Business & Real Estate

McClatchy reports 2016 loss, CEO pledges to accelerate ‘digital transition’

Citing growth in its digital news products and advertising, McClatchy’s recently appointed chief executive on Thursday pledged to accelerate the company’s “digital transition.”

“We will work faster to know our audience better,” said Craig Forman, who was announced as McClatchy’s new president and CEO on Jan. 25. He was speaking in a conference call accompanying the release of the company’s fourth-quarter and full-year 2016 financial results.

In that report, McClatchy, publisher of The Sacramento Bee and 29 other newspapers, said it lost $34.2 million in 2016. The annual loss compares with a net loss of $300.2 million in 2015, which included non-cash charges and write-downs totaling $304.5 million.

Revenue for 2016 totaled $977.1 million, down 7.5 percent from 2015.

Overall advertising revenue for last year was $568.7 million, a year-over-year decline of 10.8 percent.

In its news release accompanying the financials, McClatchy said softness in print advertising “negatively impacted traditional newspaper advertising revenues.”

The company noted, however, that digital advertising revenue grew 4.3 percent from 2015 to 2016, and digital-only advertising was up a record 14.8 percent last year.

Like other newspaper publishers, McClatchy has sustained a prolonged decline in print advertising revenue even as it puts more resources into digital products to capture a greater audience of online readers and advertisers.

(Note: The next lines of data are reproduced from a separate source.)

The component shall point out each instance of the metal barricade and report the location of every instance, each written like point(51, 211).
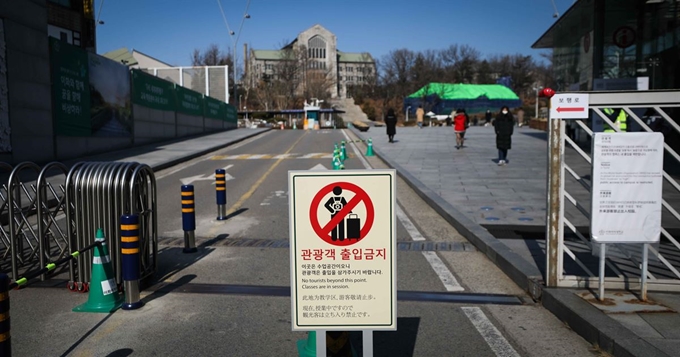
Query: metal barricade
point(98, 193)
point(22, 207)
point(4, 213)
point(45, 214)
point(51, 200)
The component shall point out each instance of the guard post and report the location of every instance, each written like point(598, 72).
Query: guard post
point(221, 194)
point(188, 218)
point(129, 249)
point(5, 338)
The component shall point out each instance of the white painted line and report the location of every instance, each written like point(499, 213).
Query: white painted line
point(255, 157)
point(410, 227)
point(356, 151)
point(282, 156)
point(499, 345)
point(443, 272)
point(313, 155)
point(318, 167)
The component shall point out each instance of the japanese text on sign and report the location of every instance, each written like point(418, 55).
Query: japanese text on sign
point(627, 186)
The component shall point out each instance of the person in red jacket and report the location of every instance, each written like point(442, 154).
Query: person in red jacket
point(459, 126)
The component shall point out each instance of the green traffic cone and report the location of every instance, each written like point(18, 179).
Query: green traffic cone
point(343, 152)
point(369, 150)
point(307, 348)
point(104, 295)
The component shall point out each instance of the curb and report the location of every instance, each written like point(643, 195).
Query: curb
point(584, 319)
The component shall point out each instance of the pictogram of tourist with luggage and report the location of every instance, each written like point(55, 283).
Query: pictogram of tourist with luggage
point(334, 205)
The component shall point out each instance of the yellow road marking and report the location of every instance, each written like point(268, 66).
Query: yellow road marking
point(250, 192)
point(252, 189)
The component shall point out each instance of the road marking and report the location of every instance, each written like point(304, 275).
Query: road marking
point(319, 155)
point(499, 345)
point(442, 271)
point(252, 189)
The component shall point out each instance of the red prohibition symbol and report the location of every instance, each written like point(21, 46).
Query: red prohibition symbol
point(325, 232)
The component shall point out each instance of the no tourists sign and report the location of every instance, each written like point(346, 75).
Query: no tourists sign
point(342, 250)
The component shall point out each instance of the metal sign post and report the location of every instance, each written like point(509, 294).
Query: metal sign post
point(343, 253)
point(626, 193)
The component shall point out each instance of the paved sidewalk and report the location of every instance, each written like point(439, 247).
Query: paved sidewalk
point(473, 193)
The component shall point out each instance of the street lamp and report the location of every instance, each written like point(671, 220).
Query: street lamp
point(537, 89)
point(234, 42)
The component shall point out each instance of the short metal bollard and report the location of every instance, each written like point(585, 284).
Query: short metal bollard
point(221, 194)
point(129, 249)
point(5, 338)
point(188, 219)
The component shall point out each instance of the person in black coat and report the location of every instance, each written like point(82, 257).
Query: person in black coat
point(391, 124)
point(503, 125)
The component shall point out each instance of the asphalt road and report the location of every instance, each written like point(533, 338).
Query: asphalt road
point(200, 305)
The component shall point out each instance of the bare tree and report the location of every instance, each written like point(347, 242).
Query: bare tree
point(211, 56)
point(460, 62)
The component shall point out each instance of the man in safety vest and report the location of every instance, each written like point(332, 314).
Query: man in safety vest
point(619, 120)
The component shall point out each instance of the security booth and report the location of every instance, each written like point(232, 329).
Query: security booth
point(312, 115)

Forman, who has considerable experience in digital media, was quoted in the company’s news release as saying: “We’ve already transitioned in many respects to the foundations of a digital future. Our goal here is to accelerate that transformation, to focus on our pace. We remain vigilant on cost control and expense reduction as we align the cost structure with the decline in traditional print advertising. Our intent is to sharpen our connections to our local markets, both in terms of audience and advertising, by accelerating our digital product and sales efforts.”

Forman pointed out that the last three months of 2016 marked the “fifth consecutive quarter of double-digit growth in the digital-only advertising category.”

He said that, adjusted for non-cash impairments and other items, the company reduced operating expenses by more than $58 million in 2016.

Looking ahead into 2017, Forman said: “We are focused on delivering more and better digital products faster to our advertisers and subscribers.”

McClatchy reported fourth-quarter 2016 net income of $3.1 million, compared with earnings of $8.8 million a year earlier. The company reported adjusted net income, which excludes severance and certain other items, in the fourth quarter of 2016 of $12.9 million, compared with adjusted net income of $17.3 million in the last quarter of 2015.

The fourth-quarter and full-year results were not affected by McClatchy’s acquisition of The Herald-Sun in Durham, N.C. That paper was purchased on Dec. 25, the last day of McClatchy’s fiscal year.

McClatchy, which has wrestled with substantial debt since its $4.4 billion purchase of Knight Ridder in 2006, said Thursday that its debt at the close of last year’s fourth quarter totaled $873.7 million.

McClatchy shares closed Thursday at $11.20, down 41 cents, on the New York Stock Exchange.